Et bien non ! On ne change pas d'agence,
fut-elle coupée de tout, quand on en a
fait «la voix de la vérité» depuis le
début de la guerre propagandiste. Et
puis, à la guerre comme à la guerre,
tous les coups sont permis, même au prix
du discrédit le plus profond. Un
exercice auquel se livre le Monde qui
perd tout sens de la mesure, au point de
rivaliser avec la télévision de l'émir
qatari, Al Jazeera. Comme on a pu s'en
convaincre avec l'incroyable prétention
de ses reporters de s'ériger en
spécialistes accrédités des armes
chimiques. Hier, c'est au service d'un
professeur des universités à Sciences Po
qu'il fait appel, une coutume qui
s'installe, si on tient compte du fait
que cela a été fait récemment concernant
l'Algérie.

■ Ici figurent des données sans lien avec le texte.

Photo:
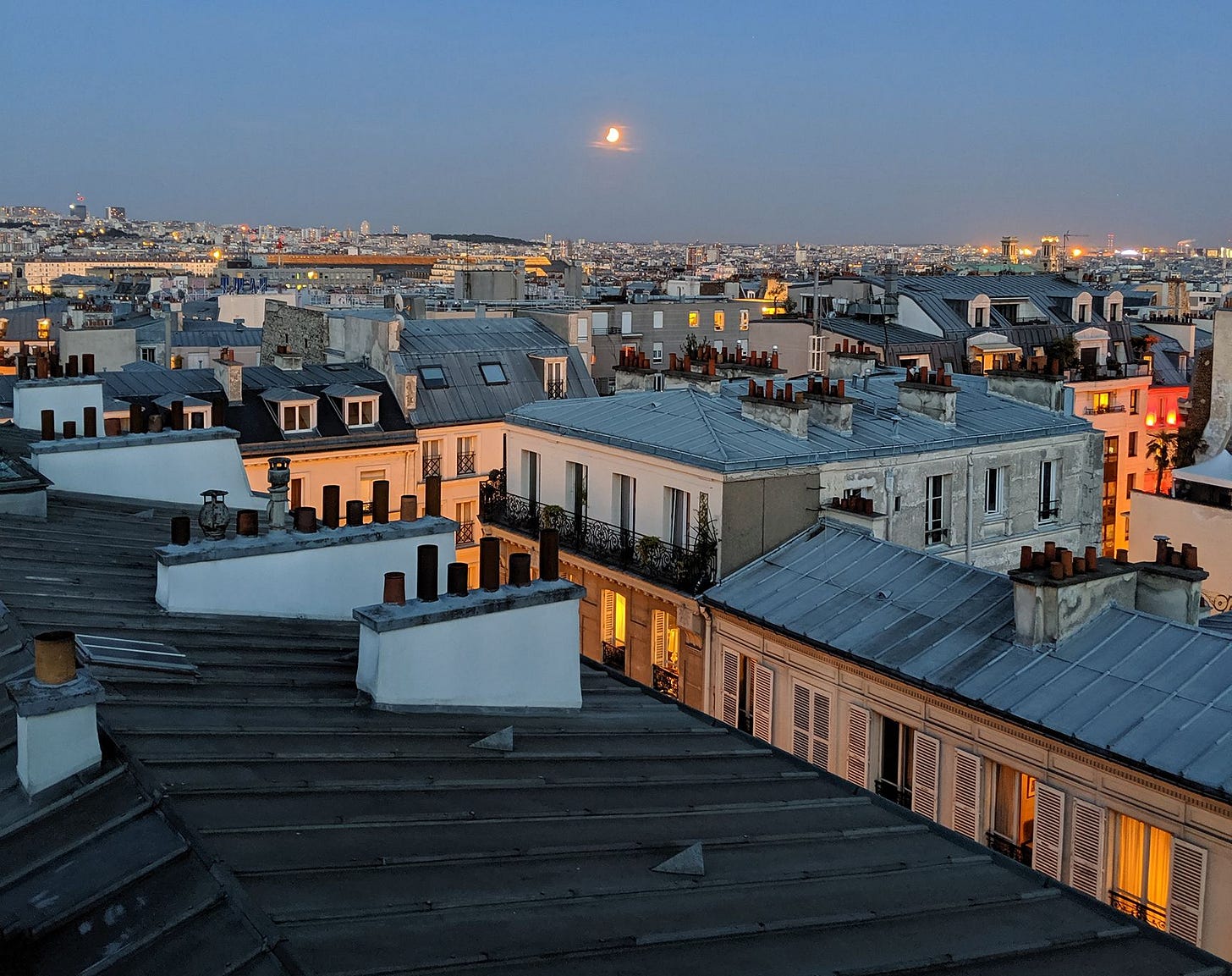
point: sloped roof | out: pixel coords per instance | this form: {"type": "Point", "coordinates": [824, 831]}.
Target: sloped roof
{"type": "Point", "coordinates": [708, 432]}
{"type": "Point", "coordinates": [256, 821]}
{"type": "Point", "coordinates": [1147, 690]}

Cette fois-ci, c'est à propos
de la Syrie qu'un docte personnage livre
un article intitulé «La Syrie passe sous
contrôle de l'Iran et du Hezbollah».
Très accrocheur, le titre. Mais on
s'attendrait plutôt à une analyse
circonstanciée et fouillée du sujet. On
est vite déçu, car le texte débute en
reportage de guerre. Ce qui est pour le
moins inattendu d'un enseignant qui n'a
pas bougé de son bureau. «L'essentiel de
la contre-insurrection urbaine est
assuré par les commandos du Hezbollah,
encadrés par les pasdarans iraniens –
gardiens de la révolution – alors que
l'armée du dictateur syrien assure le
soutien de l'artillerie et de ses
blindés.» Comme s'il y était et plus que
cela. Il ose cette description des
combats quand même l'OSDH et ses relais
médiatiques sont plus circonspects sur
l'appui du mouvement de résistance
libanais à l'armée syrienne. Ensuite, il
peut tout se permettre pour atteindre
l'objectif qu'il s'est assigné, celui de
mettre face à face les chiites et les
sunnites, seuls sur le terrain. Exit les
«révolutionnaires laïcs» de ce qui est
appelé ALS, exit le pouvoir syrien laïc
lui aussi, plus que le Hezbollah et le
front Ennosra. Pour que tombe ce cri du
cœur : «Il faut sauver au plus tôt le
peuple syrien du choc entre les
apprentis sorciers de la fin des temps.»
Toute la détresse non pas d'un
intellectuel préoccupé de l'humain, mais
d'un colonialiste privé de sa victoire.